FAQ: Methicillin-Resistant Staphylococcus aureus (MRSA)
This document has been prepared for educational
purposes by Maxine Armstrong, RN, BASc. Should you have questions
regarding individual health concerns or health care practices,
please consult your physician or health care provider directly.
» What is MRSA?
Methicillin-resistant Staphylococcus aureus
or MRSA for short is a resistant strain of Staphylococcus aureus
(S. aureus), a bacterium that lives on human skin and is often
found in the warm moist environment of the nose. It usually lives
on about 40% of people, and does not cause any harm. However,
when S. aureus becomes resistant, it can no longer be treated
with the usual antibiotics doctors prescribe to treat infections
caused by S. aureus.
» Can it be Harmful?
There are many types of germs that are normally found in our body.
These normal germs do not harm us and are needed to keep our body
healthy.

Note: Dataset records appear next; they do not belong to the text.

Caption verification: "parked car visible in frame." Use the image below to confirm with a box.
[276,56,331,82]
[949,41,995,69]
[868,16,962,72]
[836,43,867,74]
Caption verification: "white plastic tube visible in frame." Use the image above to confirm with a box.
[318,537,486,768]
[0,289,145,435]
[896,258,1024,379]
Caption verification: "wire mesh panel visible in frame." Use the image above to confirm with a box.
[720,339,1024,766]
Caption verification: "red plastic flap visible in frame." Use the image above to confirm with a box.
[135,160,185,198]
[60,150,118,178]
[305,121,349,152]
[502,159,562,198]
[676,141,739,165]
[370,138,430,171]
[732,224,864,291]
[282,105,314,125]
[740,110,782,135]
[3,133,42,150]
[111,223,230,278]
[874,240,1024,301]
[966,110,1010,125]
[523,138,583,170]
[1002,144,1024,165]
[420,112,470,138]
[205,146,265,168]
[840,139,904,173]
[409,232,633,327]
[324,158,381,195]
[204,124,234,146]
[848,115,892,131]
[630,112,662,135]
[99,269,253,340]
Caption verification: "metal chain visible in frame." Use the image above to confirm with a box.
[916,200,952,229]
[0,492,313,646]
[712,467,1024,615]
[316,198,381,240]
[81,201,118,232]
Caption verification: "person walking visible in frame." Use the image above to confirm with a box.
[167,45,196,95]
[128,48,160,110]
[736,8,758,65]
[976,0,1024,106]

Sometimes when we get sick, normal germs can become harmful
since the body is weakened from illness.
» How is it Transmitted?
MRSA is easily spread by contact with the hands. Caregivers or someone
who is carrying the organism can unknowingly transmit the germ during
routine activities and procedures.
» Who is at Risk?
People who are in or have been in the hospital are at risk of getting
MRSA, and people who are very sick are at highest risk for MRSA
infection. However, it is possible for a healthy person to carry
(become colonized with) the organism without being sick.
» How can Transmission
Special precautions are needed in order to prevent the spread
of MRSA to other patients in the hospital who are ill and therefore
more likely to develop an infection. It is important for patients,
staff and visitors to follow the Special
Isolation Precautions for Patients with MRSA and Special
Isolation Precautions for Contacts of MRSA.
In addition, you can:
- Wash your hands often and well.
- Ask your nurse or doctor any questions you
may have. They can discuss your individual situation with you.
- If you go to another doctor, another hospital
or return to our hospital, please tell your doctor and nurse
that you were once on special precautions for an antibiotic-resistant
organism. This will allow them to check your status and use
precautions to ensure that they do not carry the organism to
» Are there any Treatments
Infection with MRSA can still be treated with a limited
number of antibiotics to which the organism is susceptible. However,
serious infections may require hospitalization and treatment with
antibiotics which must be give through an IV cannula (a cannula
which is placed into a vein).
Sometimes, even if the germ is not presently causing
an infection, it may be necessary to try and get rid of it in
order to prevent infection or transmission to other people in
the hospital. Special procedures which include medications and/or
special soaps for bathing may be recommended by your doctor or
infection control service.
This website has been made possible through an unrestricted educational grant from
Pfizer Canada Inc.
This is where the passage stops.